The weekend opened with remarks from President Michael Roth ’78 and Provost and Senior Vice President for Academic Affairs Nicole Stanton, updating attendees on the University’s academic COVID-19 protocols and reporting case numbers from the fall semester thus far.
“Provost Stanton will talk a little bit about what the academic experience is looking like this semester, and provide some examples of the ways in which faculty are doing safe instruction if they’re teaching in person and also talk a little bit about the balance of virtual versus fully online versus in person versus hybrid classes to give families a sense of the overall picture,” Whaley said.
These virtual events saw increased attendance and more geographical diversity among participants than in past years.

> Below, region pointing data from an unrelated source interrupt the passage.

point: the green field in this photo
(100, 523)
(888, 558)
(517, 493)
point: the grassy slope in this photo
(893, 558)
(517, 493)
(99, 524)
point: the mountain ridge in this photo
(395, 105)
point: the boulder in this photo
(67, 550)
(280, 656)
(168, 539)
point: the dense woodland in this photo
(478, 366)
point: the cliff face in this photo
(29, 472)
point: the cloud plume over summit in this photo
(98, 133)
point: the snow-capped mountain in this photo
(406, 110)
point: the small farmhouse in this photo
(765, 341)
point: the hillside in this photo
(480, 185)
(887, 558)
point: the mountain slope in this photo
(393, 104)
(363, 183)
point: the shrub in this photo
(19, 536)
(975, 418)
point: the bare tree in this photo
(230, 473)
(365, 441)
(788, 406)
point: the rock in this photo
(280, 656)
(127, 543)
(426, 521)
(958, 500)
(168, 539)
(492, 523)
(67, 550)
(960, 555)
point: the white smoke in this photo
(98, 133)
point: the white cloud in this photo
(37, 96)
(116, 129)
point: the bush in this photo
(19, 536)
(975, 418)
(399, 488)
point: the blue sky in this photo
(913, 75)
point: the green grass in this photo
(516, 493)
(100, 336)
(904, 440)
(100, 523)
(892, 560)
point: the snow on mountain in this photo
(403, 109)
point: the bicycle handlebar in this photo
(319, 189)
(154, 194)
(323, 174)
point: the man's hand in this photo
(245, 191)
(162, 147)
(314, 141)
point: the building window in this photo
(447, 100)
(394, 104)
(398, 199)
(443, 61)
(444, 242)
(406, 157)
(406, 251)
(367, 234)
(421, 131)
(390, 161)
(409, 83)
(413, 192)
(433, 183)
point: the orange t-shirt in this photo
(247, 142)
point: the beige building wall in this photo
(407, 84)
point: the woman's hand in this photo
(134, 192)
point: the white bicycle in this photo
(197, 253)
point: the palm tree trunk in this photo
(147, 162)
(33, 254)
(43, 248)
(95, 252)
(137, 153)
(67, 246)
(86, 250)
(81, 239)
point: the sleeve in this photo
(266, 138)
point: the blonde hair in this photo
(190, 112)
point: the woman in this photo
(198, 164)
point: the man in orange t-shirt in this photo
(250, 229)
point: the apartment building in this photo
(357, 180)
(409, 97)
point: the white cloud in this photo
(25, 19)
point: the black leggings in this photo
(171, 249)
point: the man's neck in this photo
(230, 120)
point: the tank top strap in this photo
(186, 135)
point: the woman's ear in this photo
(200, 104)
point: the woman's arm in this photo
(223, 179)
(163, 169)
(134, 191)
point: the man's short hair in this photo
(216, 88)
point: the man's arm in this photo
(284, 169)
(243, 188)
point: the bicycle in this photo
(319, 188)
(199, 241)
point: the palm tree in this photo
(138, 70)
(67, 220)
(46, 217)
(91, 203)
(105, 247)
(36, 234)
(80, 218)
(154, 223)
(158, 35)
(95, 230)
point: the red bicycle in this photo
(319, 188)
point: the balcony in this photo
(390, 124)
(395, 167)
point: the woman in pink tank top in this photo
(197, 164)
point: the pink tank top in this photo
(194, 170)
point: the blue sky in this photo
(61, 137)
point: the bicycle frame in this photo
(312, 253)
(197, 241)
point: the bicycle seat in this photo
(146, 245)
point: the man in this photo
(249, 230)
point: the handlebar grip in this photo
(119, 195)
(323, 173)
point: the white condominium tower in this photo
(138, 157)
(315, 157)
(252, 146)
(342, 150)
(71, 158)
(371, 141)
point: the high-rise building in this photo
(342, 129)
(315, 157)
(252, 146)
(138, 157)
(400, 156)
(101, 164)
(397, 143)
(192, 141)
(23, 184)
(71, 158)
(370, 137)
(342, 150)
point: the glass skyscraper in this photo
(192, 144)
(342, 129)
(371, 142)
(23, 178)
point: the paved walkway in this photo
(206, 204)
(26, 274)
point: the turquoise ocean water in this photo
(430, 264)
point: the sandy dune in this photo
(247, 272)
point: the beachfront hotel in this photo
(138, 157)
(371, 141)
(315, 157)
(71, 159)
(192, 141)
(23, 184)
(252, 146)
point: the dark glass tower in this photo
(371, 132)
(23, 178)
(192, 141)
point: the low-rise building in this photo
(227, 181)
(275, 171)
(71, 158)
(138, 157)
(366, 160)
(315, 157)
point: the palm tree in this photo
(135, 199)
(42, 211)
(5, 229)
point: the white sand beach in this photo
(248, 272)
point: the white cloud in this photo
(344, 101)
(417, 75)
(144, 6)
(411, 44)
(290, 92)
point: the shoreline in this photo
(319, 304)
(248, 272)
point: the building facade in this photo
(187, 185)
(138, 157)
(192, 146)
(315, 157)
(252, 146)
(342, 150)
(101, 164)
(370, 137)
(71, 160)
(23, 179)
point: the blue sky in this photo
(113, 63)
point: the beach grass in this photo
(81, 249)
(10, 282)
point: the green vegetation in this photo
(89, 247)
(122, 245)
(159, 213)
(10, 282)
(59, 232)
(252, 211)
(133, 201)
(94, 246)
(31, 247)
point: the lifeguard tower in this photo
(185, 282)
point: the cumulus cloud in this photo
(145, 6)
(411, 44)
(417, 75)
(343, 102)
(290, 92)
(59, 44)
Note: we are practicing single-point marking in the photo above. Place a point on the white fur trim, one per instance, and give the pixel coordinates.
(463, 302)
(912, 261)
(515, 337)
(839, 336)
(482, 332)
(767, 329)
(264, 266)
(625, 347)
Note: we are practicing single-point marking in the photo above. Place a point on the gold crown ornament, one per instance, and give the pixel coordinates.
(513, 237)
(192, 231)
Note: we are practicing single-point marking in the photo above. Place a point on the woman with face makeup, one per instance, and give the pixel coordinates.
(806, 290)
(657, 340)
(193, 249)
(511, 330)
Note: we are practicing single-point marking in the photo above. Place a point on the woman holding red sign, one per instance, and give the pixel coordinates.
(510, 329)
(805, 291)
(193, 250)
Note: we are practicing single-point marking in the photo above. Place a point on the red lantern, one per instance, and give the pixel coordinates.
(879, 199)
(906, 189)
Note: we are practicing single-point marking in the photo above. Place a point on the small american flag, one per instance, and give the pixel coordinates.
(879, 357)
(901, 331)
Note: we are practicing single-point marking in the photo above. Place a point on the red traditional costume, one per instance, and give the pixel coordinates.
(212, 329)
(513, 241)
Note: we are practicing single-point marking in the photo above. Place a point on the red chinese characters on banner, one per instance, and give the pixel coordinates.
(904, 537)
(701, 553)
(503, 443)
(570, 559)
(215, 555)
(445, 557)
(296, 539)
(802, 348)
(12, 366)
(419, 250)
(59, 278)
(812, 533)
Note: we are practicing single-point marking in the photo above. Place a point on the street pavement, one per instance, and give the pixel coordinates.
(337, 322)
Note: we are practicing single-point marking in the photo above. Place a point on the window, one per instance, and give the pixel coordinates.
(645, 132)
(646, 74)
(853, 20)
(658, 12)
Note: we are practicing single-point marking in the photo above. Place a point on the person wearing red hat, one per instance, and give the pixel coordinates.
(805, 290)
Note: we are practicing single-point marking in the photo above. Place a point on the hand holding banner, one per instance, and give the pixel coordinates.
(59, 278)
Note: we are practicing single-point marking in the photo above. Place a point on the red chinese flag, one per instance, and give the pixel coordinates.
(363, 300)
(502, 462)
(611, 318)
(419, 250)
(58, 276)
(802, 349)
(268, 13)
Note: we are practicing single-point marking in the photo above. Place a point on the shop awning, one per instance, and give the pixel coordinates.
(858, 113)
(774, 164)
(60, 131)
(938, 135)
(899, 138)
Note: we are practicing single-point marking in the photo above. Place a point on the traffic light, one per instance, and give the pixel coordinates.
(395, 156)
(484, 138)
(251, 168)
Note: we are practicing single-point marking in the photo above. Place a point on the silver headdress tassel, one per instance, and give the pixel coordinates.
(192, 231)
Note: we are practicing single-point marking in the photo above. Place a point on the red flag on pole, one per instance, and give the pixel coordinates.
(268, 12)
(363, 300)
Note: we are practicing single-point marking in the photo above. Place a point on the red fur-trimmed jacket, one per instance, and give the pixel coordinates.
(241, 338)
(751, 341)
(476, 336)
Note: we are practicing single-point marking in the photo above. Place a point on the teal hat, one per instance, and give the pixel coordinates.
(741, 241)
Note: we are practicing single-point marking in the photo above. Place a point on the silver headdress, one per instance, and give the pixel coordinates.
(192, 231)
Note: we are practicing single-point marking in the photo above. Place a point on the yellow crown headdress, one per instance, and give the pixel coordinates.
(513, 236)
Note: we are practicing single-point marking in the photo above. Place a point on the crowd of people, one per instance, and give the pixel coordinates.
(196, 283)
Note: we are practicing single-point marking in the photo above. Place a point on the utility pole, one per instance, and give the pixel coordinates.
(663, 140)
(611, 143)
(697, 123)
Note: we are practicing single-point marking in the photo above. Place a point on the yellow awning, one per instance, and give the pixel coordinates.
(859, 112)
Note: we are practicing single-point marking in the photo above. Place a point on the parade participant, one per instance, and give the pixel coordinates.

“By going virtual, folks from all over the globe have been able to participate in ways they wouldn’t have if we were solely on campus,” Williams Jr. wrote. “A powerful example was the 28th Annual Dwight Greene Symposium, which had a higher attendance than usual, and the casual on-line ‘reception’ after the symposium extended well past the initially-scheduled time, replicating an energetic in-person event. Our hope is that, even when we’re able to return to in-person events, we can offer some options for more people to participate in order to enhance a greater sense of community.”
Similarly, Vice President for Student Affairs Mike Whaley has been trying to help recreate the experience of visiting campus for parents who are missing out by taking photos around the University to capture campus life.
“For my part, because parents have been unable to visit and to be on campus and so forth, I’ve been walking around campus and taking pictures of what life on campus is like,” Whaley said. “A lot of parents, I think, are wondering what it’s like so I have a lot of pictures of everything from dining to WesStation, to people studying and Olin, to athletics, just to give people a sense of what campus life is like.”
Despite the challenges of being fully online, the weekend was designed to bring the University’s community together and show what campus life is like for students this semester.
“We hope that through videos, seminars, and social media interaction, they [the attendees] will get a sense of what’s happening on campus during COVID and that Wesleyan is still the stimulating and innovative place it’s always been,” Williams Jr. said.